British stamps is one of the world's most popular stamp collecting fields, individually, and also collections. Appreciated and collected the world over, due to the historic background in addition, the story of their origin. Rowland Hill's reform, introduced in 1839–1840 changed communications forever. The significant contribution being a uniform postage rate applying to all parts of the kingdom. Also, increments of cost being dependent on the weight of the item, therefore not the distance travelled with payment being made by the sender. Consequently, this led to the introduction of a brilliantly simple devise, the world’s first postage stamp, the Penny Black issued 6th May 1840.
To this day Britain doesn't put the name of the country on her stamps. A portrait of the current monarch is seen as enough, as the issuers of the first postage stamp, this is therefore an accepted international convention.

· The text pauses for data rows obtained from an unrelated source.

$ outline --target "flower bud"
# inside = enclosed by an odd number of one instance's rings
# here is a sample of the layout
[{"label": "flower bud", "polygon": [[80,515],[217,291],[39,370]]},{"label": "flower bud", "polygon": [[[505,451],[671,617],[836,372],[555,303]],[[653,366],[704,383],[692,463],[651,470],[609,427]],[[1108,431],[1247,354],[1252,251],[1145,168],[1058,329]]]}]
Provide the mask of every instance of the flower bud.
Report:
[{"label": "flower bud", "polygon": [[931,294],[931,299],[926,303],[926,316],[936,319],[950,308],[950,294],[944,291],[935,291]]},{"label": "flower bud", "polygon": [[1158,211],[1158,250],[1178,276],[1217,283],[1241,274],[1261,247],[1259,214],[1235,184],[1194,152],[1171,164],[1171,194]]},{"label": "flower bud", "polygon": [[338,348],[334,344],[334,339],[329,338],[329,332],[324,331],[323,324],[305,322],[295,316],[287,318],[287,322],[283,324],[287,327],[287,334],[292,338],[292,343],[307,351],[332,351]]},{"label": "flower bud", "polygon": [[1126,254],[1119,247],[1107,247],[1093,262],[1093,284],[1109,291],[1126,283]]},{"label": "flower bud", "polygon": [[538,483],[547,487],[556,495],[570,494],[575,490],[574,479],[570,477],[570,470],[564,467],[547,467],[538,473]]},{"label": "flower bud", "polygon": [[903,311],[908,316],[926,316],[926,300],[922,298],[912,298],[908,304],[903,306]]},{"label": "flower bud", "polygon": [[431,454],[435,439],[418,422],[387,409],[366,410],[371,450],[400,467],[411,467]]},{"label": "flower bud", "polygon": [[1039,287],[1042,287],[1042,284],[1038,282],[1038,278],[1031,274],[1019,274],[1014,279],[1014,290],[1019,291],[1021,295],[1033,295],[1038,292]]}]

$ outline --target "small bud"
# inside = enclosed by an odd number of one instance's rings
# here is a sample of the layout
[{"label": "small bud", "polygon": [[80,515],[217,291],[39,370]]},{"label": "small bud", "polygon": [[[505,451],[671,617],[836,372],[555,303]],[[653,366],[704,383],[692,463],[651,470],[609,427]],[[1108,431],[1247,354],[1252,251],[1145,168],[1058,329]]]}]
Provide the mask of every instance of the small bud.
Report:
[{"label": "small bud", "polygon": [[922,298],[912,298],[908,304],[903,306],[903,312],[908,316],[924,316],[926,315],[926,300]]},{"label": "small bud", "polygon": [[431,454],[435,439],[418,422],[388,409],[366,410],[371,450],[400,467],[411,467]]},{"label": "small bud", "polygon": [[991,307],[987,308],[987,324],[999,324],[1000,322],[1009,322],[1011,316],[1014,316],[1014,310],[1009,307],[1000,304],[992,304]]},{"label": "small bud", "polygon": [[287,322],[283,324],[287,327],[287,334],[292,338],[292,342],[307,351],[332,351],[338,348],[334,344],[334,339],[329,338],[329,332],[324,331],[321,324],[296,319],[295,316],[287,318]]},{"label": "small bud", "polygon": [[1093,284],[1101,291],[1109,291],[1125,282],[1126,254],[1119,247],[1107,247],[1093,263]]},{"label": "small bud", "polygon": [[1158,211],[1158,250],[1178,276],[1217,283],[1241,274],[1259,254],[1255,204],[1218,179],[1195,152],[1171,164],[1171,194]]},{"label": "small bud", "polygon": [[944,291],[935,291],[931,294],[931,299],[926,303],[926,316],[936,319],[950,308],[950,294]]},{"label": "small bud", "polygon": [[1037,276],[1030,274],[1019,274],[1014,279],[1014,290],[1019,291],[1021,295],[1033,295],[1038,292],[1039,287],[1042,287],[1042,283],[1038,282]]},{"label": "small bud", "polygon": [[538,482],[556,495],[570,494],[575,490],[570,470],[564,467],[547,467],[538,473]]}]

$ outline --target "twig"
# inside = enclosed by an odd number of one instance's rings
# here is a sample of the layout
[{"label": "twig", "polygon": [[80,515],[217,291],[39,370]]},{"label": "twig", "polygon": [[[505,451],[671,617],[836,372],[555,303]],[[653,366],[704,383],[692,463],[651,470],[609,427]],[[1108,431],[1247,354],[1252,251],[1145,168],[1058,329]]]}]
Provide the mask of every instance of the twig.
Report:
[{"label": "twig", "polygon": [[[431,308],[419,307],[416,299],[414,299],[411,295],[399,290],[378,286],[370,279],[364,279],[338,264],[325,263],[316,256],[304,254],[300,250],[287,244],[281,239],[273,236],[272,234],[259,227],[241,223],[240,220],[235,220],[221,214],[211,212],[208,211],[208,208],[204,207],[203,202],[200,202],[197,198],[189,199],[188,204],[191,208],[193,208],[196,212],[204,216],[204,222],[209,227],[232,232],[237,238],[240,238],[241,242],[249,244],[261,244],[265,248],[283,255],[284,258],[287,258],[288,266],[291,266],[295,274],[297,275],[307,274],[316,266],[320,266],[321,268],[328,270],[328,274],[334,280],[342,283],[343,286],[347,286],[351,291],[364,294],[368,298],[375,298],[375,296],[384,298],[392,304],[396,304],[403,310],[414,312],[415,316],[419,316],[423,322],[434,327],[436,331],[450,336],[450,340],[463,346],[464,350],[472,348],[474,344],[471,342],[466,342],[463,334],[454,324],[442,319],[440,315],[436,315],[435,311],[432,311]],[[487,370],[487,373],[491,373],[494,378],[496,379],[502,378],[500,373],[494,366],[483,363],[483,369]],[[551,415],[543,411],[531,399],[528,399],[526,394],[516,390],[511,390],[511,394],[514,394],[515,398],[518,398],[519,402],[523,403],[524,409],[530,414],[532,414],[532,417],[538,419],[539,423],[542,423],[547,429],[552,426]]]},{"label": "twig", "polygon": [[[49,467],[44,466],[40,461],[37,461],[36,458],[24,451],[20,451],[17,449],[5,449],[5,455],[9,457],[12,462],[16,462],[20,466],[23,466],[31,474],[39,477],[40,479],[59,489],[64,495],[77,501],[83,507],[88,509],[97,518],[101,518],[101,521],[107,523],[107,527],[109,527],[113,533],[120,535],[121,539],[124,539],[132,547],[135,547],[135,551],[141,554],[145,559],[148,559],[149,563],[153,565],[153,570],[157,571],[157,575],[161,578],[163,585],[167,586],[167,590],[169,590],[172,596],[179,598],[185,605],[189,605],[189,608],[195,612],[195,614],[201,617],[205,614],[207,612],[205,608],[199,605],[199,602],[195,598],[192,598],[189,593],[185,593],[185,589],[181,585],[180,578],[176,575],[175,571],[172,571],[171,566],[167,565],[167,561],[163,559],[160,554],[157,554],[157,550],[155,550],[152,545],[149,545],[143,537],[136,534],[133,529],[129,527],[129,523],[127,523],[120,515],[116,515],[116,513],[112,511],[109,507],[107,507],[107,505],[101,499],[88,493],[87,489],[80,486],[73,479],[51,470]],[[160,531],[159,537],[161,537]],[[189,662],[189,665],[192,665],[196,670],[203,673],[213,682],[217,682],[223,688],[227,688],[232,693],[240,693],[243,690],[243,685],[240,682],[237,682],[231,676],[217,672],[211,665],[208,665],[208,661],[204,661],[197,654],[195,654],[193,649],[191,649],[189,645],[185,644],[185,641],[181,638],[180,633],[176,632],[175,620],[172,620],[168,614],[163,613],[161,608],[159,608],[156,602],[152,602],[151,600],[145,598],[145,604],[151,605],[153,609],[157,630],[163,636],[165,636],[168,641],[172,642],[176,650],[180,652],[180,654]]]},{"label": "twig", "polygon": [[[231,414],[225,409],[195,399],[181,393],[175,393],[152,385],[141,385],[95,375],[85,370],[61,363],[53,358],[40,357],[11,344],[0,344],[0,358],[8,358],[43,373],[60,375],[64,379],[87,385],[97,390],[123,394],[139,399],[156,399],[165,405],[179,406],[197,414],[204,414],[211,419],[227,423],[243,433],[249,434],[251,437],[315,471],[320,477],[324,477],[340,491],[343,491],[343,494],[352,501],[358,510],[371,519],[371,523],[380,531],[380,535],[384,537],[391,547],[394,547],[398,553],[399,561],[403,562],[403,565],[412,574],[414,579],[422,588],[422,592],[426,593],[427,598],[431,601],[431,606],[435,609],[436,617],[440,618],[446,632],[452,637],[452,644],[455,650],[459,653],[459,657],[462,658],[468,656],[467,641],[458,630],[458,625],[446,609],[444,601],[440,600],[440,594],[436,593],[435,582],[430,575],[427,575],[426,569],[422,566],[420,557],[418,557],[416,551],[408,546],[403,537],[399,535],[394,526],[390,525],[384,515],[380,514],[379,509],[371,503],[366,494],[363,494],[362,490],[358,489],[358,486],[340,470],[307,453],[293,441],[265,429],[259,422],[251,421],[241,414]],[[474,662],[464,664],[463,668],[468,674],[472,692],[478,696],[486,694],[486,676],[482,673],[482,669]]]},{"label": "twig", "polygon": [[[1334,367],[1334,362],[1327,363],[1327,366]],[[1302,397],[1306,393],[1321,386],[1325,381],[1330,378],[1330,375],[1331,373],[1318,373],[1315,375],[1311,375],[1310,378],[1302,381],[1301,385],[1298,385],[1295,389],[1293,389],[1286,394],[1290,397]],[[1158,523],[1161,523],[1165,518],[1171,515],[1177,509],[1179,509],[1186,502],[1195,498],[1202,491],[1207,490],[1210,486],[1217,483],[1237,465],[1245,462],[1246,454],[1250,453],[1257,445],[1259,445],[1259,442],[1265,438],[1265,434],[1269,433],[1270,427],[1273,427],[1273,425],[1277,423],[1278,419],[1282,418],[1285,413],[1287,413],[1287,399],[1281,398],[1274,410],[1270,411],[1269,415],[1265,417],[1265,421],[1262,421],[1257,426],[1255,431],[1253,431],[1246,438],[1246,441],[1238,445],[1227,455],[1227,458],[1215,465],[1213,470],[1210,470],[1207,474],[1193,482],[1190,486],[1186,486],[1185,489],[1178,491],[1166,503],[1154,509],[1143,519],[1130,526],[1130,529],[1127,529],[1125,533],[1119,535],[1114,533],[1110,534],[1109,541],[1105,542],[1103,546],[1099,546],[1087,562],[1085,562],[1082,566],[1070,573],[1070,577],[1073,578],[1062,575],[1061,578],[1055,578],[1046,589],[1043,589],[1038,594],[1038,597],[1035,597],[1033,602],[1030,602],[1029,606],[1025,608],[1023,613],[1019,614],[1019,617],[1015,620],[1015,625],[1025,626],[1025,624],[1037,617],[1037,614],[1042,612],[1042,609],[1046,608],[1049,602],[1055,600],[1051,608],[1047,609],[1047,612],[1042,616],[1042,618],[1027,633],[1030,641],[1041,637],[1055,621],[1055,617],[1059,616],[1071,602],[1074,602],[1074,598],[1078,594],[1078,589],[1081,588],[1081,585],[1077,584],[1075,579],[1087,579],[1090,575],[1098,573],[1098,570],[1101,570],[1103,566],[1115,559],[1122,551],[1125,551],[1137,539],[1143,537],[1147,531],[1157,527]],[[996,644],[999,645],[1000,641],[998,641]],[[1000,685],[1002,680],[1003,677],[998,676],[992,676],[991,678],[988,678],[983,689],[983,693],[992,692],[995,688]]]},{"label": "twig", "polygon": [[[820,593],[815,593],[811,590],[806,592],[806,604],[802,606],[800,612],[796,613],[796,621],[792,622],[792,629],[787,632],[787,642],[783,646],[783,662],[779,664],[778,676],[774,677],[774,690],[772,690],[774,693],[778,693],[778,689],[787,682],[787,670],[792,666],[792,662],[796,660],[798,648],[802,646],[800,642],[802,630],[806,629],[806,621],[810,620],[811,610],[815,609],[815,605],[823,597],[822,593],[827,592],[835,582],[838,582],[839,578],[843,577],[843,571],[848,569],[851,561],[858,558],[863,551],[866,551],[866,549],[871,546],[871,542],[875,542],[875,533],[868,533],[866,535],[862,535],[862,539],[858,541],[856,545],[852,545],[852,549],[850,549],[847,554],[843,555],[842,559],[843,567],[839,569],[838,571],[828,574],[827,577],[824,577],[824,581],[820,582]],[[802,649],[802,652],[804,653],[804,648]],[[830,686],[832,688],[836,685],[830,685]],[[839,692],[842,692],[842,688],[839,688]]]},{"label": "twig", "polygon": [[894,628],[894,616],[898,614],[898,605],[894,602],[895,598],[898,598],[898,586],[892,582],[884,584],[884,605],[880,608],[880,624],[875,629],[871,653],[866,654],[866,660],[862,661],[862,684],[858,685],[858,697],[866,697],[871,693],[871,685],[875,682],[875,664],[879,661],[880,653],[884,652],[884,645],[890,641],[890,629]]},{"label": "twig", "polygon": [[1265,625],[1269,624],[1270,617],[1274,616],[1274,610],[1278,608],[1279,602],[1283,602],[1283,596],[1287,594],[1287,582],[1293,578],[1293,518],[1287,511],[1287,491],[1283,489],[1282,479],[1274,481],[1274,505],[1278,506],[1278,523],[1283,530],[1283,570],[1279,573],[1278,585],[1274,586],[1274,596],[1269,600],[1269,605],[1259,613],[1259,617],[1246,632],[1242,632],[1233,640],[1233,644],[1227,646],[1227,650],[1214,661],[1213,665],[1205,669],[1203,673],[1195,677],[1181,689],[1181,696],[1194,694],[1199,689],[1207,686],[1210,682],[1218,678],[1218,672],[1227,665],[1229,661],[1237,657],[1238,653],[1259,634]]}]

Collectors collect the entire period from 1840 onwards, with the most comprehensive and popular albums being the specially-printed ‘Windsor Series’. Philatelists also collect their favourite reigns, for example Queen Victoria 1837–1901; King Edward VII 1901–1910; King George V 1910–1936 also King Edward VIII 1936. Similarly, King George VI 1936–1952 or Queen Elizabeth II from 1952 to present day. The most popular include the Queen Victoria Penny Reds, the Edward VII and George V definitive issues in their myriad shades, the superbly engraved 'Seahorses', the 1929 PUC £1 and even the long running QEII Machin issues, in use for over 50 years to date.
Collectors subscribe to the Post Office new issues service, whilst continuing to obtain older stamps. There are areas of great specialization with outstanding books and catalogues to aid the philatelist collector. These contain the sum of years of diligent research by generations of philatelists.